Die Krise verschärft die ablaufende Verschlechterung der sozialen Lage der Lohnabhängigen vor allem in Südeuropa. Neoliberale Maßnahmen werden durchgedrückt, die Wirtschaftskrise verschärft sich. Dabei ist die Krise weder ein Resultat der Handlungen von gierigen Bankern an der Wallstreet in „Bankfurt“ oder sonst wo noch den unterstellten Charaktereigenschaften der Griech_innen anzudichten. Krisen sind notwendiger Ausdruck der kapitalistischen Organisierung der Ökonomie. In deren derzeitiger Ausformung ist Deutschland aufgrund spezifischer Bedingungen (großer Industriesektor, hohe Produktivität, wachsender Niedriglohnsektor, Hartz IV) als fast einziges EU-Land bisher nicht stark von der Krise betroffen. Deutschland sieht sich selbst als Modell für eine wettbewerbsfähige Nationalökonomie und forciert die Durchsetzung dieses Modells in Europa. Dies wird von den herrschenden Eliten in vielen Ländern begrüßt. Die maßgeblich von der Regierung Schröder/Fischer initiierten Reformen werden nun auch anderen europäischen Staaten als Kur gegen die wirtschaftliche Misere verschrieben. „Der Deutsche“ fühlt sich in der Krise bestätigt und anderen „Nationen“ überlegen. Er fühlt sich als fleißiger und arbeitsamer. Damit wird die Krise als Überlebenskampf in der nationalen Konkurrenz umgedeutet. Der Angriff auf die Gesellschaften unter dem Mantra der Wettbewerbsfähigkeit wird hier als begrüßenswertes Leid für die schwächeren Nationen bzw. Menschen gesehen.
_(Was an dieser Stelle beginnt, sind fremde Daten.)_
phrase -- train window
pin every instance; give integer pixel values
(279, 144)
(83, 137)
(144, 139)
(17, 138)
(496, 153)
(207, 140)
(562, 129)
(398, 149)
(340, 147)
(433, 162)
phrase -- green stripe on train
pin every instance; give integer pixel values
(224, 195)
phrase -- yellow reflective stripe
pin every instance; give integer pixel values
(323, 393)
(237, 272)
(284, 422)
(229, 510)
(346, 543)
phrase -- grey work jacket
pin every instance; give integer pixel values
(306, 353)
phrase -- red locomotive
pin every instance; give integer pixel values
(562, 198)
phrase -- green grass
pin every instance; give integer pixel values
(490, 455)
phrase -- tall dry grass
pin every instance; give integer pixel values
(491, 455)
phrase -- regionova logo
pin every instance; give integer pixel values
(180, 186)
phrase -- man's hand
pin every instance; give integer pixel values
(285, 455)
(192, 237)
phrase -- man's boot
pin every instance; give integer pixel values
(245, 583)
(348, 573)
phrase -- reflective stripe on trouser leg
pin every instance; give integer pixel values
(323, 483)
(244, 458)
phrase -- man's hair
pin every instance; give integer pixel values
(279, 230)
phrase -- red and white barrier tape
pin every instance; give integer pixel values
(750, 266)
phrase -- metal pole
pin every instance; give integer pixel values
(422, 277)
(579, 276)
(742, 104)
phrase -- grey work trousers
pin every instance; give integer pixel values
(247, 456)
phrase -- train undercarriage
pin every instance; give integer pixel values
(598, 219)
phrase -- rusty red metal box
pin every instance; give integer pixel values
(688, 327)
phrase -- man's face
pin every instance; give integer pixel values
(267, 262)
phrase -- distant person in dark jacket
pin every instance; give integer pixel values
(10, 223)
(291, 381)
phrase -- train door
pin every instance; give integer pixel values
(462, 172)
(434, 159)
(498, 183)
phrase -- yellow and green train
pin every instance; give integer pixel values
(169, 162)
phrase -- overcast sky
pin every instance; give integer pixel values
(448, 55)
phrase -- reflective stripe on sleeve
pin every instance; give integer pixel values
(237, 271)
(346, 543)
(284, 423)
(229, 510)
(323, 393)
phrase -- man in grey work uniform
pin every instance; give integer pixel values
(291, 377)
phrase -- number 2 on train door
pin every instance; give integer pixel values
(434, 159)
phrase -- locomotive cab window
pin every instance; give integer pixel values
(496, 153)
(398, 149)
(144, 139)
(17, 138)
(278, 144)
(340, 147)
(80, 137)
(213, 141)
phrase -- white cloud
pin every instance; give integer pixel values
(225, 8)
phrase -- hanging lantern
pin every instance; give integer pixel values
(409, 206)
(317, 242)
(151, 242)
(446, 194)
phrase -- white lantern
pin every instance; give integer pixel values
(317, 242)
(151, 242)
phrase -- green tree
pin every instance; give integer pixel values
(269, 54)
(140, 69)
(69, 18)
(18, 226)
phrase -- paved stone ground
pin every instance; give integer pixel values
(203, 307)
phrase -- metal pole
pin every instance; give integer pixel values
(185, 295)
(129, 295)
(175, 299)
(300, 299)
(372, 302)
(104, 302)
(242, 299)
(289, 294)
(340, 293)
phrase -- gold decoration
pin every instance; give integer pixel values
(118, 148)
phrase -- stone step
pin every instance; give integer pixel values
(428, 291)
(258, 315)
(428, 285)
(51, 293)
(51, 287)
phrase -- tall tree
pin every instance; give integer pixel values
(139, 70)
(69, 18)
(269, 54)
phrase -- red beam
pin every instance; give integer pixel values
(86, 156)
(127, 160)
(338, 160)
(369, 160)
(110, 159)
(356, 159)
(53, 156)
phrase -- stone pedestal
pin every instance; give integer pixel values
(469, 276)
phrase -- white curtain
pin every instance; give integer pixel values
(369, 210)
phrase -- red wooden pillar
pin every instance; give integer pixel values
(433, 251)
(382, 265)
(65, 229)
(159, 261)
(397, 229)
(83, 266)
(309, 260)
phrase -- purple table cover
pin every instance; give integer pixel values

Die in den Widersprüchen kapitalistischer Vergesellschaftung erkämpften sozialen Errungenschaften, werden als nicht mehr leistbarer Luxus abgetan. Die von den Märkten verkündete Wahrheit der Kreditwürdigkeit, der Profitabilität und der Abwälzung der Krisenkosten auf die Lohnabhängigen wird in Deutschland von der Springerpresse bis zu den großen Gewerkschaften bejaht und hingenommen. In diesen Kontext gehört auch das Motto des europäischen Gewerkschaftsbundes „For jobs and solidarity in Europe“, das sich wenig um die Ursachen der Krise kümmert. Die IG-Metall spricht in ihrem Aufruf mit dem Titel „Für ein krisenfestes Deutschland und ein soziales Europa „ gar davon, „die Lokomotive Deutschland stößt ordentlich Rauch aus und ist auf Touren“ und fordert, diese Lokomotive mit einigen Sozialreformen weiter am Dampfen zu halten. Die Proteste im Süden Europas werden nicht erwähnt. Das ist das Beispiel für jenen Standortnationalismus, der die Gewerkschaften mit dem Staat zusammenbindet.

Widerstand

Gleichzeitig regt sich an den Orten des Elendvollzugs Widerstand, es kommt zu Generalstreiks und Demonstrationen. Häufig sind es aber die Aktionen von unten, die Selbstorganisierung, welche mehr Hoffnungmachen, als das appellative Abwehren von Krisenmaßnahmen. Dass dabei selbstredend auch faschistische Bewegungen auftrieb erhalten, wie beispielsweise in Griechenland, muss immer in Erinnerung bleiben. Es ist daher wenig gewonnen, sich naiv mit allen Krisenprotesten zu solidarisieren. Stattdessen muss im Hinblickauf einen emanzipatorischen Ausweg aus der Krise eine grundsätzliche Position gegen Staat, Nation und Kapital eingenommen werden. Als antikapitalistische Linke ist es unsere Aufgabe, die Krise nicht als Unfall zu verklären, der von anderen Regierungen oder einer Umverteilung von Vermögen beseitigt werden könnte.

Die Krise heißt immer noch Kapitalismus.
Unsere Solidarität ist antinational.